6 ay boyunca bu kazanın etkisinden çıkamayan kahramanımız yeni bir başlangıç yapmak istiyor ve Bayview’a yani Underground 2 oyununa ev sahipliği yapan şehre uçuyor. Bayview’da kahramanımızı, Samantha’nın arakdaşı olan Rachel o muhteşem Nissan 350z ile karşılıyor. Bu oyunda  ise Samantha’nın yerine Rachel rehberlik görevini üstleniyor. Oyunda bir kaç yarış kazandıktan sonra Caleb adında bir şahıs ile tanışıyoruz, Caleb’ın eşgali ilk Underground oyunun sonunda karakterin kaza yapmasına sebebiyet veren şahıs ile uyuşuyor, işte o an bize çarpanın kim olduğunu anlıyoruz. Caleb bir mafya lideri, yarışların sponsorluklarını ve masa altı işlerini yürüten bir kişilik. Bu vesile ile bu oyundaki ana kötümüzü ile de tanışıyoruz. Caleb'in kahramınımızın üstüne kurduğu planlar ve gönderdiği adamlar onu alt edemeyince çılgına dönüyor ve onu Bayview’dan kendi elleriyle silmek için bir yarış teklif ediyor ama bu oyunun sonunda da Caleb tüm otoritesini kaybediyor ve kahramınımıza yeniliyor. Daha sonra karakterimiz herkesin hayran olduğu o BMW M3 GTR ile Rockport şehrine giriş yapıyor ve en güzel senaryo kurgusuna sahip NFS oyunu olan Most Waned başlıyor.
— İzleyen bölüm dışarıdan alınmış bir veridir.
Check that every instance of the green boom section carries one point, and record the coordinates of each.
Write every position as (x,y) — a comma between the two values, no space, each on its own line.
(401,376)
Burada ilk olarak Mia ile tanışıyoruz, ardından karşımıza işini çokça ciddiye alan ve şehrinde illegal araba yarışı istemeyen, Çavuş Cross çıkıyor. Cross’dan bir kaç tehdit aldıktan sonra yarışlar başlıyor. Şehirdeki ilk yarışların birinde ileride karakterimizin bir çok yardımımına koşacak olan Rog bize ‘’bakalım gün ışığında nasıl yarışıyorun?’’ diyerek iki oyun arasında bir köprü kuruyor. Hatırlamayanlar için şunu tekrar etmek de fayda var; Underground’da yarışlar gece yapılıyordu ve Most Wanted oyununda ise gündüz yarışları görülmekte. Ünümüzün Bayview’dan buralara kadar geldiğini öğrendikten sonra o meşhur Kara Liste yarışlarına başlanıyor. O zamanlar Kara Liste’nin 15. Sırasında bulundan Razor ile yarışmak için bir kaç yarış düzenleniyor. Razor ile yarış yapma fırsatına eriştiğimizde ise kahramanımızın işleri pek istediği gibi gitmiyor. Razor M3 GTR’a  yarış öncesi gizli bir şekilde zarar veriyor ve bu da yarış ortasında arabanın bozulmasına sebep oluyor. O ikonik araç Razora kaptırılıyor, Razor hainlik ile aldığı aracı kullanarak Kara Liste’nin 1. sırasına yükseliyor. Most Wanted'ın senaryosu bizlere Razor'u alt etme misyonunu harika bir şekilde kazandırıyor. Kahramınımız 15 yarışçıyı da yerinden edip, arabasını tekrar kazanıyor. Oyunun sonunda korkutucu bir polis kovalamacasından inşaatı henüz tamamlanmamış bir köprü kullanarak kaçıyor karakterimiz ve hikayenin 4. bölümü kapanıyor.

Bildiğiniz üzere, Carbon oyununun başlangıcında(prolog kısmından önce) kahramınımız Razor’dan geri aldığı arabası ile Palmont’a giriş yapıyor. Aradan geçen onca yıl sonra eski şehrine geri dönerken Cross bir kez daha peşine düşüyor. Cross’dan kaçmaya çalışırken arabası dağılıyor ve yakalanıyor. Kurtarmaya ise eski dost Darius geliyor. Tekrar Darius adına çalışmaya başlayan karakterimiz şehirde geçirdiği zaman boyunca, bazı taşları yerine oturtuyor ve aslına o ilk bahsettiğimiz tuzağı Darius’un planladığını anlıyor. Artık son bir görevi kalan kahramınımız Darius’u da alaşağı edip Palmont şehrinde sevdiği kadın ile beraber hayatını sürdürmeye devam ediyor ve mutlu son, hikayemiz burada noktalanıyor. 

Herkesin severek oynadığı ama kimsenin bağlantılarını bilmediği bu fevkalade oyun serisi, aslında bir örümcek ağı gibi örülmüş sıkı ve bir o kadar da tatlı bir hikaye sunuyor oyunculara. Bir çok dost ve düşman kazandığımız bu uzun soluklu hikaye, oyunculara Need for Speed serisinin bir araba yarışından çok daha fazlası olduğunu gösteriyor.